BANGALORE – When US President Barack Obama recently spoke at the United Nations about countering the Islamic State, many of his critics complained that he put too much emphasis on diplomacy and not enough on the use of force. Comparisons were made with Russian President Vladimir Putin’s military intervention in Syria’s civil war; and, with the US presidential election campaign shifting into high gear, some Republican candidates accused Obama of isolationism.
But such charges are partisan political rhetoric, with little basis in rigorous policy analysis. It is more accurate to see the current mood as a swing of the US foreign policy pendulum between what Columbia University’s Stephen Sestanovich has called “maximalist” policies and “retrenchment” policies.
Retrenchment is not isolationism; it is an adjustment of strategic goals and means. Presidents who followed policies of retrenchment since the end of World War II have included Dwight Eisenhower, Richard Nixon, Jimmy Carter, and now Obama.
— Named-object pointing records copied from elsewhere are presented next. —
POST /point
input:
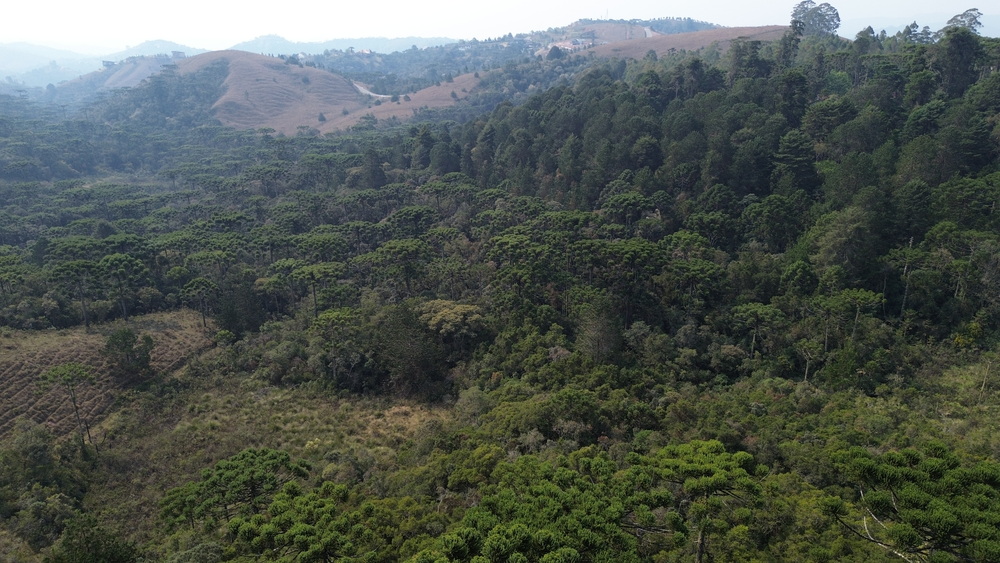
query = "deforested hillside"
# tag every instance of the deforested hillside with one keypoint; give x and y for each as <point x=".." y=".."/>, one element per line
<point x="726" y="304"/>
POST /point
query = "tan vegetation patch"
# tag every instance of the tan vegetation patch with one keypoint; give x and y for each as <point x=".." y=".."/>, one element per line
<point x="723" y="36"/>
<point x="25" y="355"/>
<point x="267" y="92"/>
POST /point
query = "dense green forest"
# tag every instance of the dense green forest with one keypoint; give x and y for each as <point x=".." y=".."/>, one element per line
<point x="736" y="305"/>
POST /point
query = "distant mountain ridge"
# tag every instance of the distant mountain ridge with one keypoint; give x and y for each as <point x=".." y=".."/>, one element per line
<point x="35" y="66"/>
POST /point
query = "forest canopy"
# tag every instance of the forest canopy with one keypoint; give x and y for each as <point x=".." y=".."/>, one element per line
<point x="720" y="305"/>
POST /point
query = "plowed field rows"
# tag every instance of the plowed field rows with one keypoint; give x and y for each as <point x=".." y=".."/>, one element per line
<point x="25" y="355"/>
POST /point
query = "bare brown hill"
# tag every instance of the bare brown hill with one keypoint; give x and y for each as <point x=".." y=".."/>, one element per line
<point x="638" y="47"/>
<point x="264" y="91"/>
<point x="24" y="355"/>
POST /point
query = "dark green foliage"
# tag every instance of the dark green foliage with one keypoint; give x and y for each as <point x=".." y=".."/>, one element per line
<point x="927" y="504"/>
<point x="85" y="541"/>
<point x="241" y="485"/>
<point x="606" y="303"/>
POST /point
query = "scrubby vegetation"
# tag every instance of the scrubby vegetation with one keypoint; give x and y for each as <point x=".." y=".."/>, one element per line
<point x="703" y="306"/>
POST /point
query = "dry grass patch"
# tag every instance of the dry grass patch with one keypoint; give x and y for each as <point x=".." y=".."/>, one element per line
<point x="25" y="355"/>
<point x="661" y="44"/>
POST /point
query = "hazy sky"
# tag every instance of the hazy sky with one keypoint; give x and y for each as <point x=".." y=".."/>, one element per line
<point x="104" y="26"/>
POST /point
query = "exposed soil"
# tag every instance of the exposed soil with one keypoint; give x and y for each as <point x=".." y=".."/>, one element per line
<point x="25" y="355"/>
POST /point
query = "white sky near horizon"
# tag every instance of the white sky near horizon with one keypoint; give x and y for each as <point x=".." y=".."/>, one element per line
<point x="106" y="26"/>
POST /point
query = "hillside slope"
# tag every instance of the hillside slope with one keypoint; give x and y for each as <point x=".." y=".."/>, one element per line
<point x="267" y="92"/>
<point x="24" y="355"/>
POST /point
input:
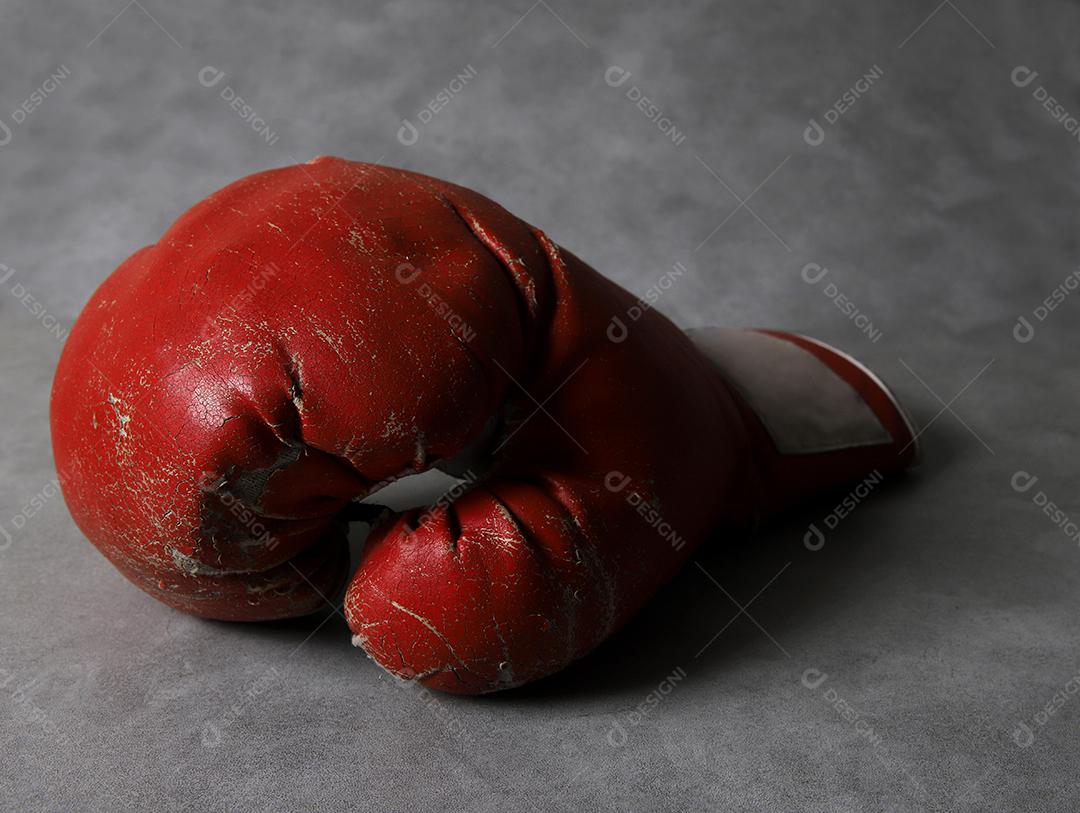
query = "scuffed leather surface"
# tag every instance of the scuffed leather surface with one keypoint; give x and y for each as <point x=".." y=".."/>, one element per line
<point x="945" y="207"/>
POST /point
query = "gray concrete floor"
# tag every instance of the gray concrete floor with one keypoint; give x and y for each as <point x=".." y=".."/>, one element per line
<point x="925" y="658"/>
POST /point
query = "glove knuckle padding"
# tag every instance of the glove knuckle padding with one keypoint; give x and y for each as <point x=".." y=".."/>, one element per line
<point x="229" y="390"/>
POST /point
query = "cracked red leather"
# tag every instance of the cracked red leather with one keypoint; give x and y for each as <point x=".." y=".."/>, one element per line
<point x="309" y="334"/>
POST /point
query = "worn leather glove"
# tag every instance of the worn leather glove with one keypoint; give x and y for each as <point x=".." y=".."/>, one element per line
<point x="307" y="335"/>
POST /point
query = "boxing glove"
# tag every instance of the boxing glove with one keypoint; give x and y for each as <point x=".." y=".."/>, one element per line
<point x="308" y="335"/>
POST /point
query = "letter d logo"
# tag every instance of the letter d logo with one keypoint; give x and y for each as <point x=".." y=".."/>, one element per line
<point x="813" y="134"/>
<point x="210" y="76"/>
<point x="407" y="133"/>
<point x="1023" y="330"/>
<point x="616" y="76"/>
<point x="616" y="480"/>
<point x="813" y="273"/>
<point x="617" y="736"/>
<point x="617" y="330"/>
<point x="1022" y="482"/>
<point x="1023" y="77"/>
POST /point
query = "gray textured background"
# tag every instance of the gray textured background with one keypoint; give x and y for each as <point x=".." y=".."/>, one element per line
<point x="944" y="205"/>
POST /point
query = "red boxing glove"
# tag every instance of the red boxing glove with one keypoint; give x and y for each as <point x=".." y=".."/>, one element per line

No objective historian would call any of these men isolationists.
Eisenhower ran for president in 1952 because he opposed the isolationism of Robert Taft, the leading Republican candidate. While Nixon believed the US was in decline, the others did not. All of them were strong internationalists when compared to the true isolationists of the 1930s, who bitterly opposed coming to the aid of Britain in WWII.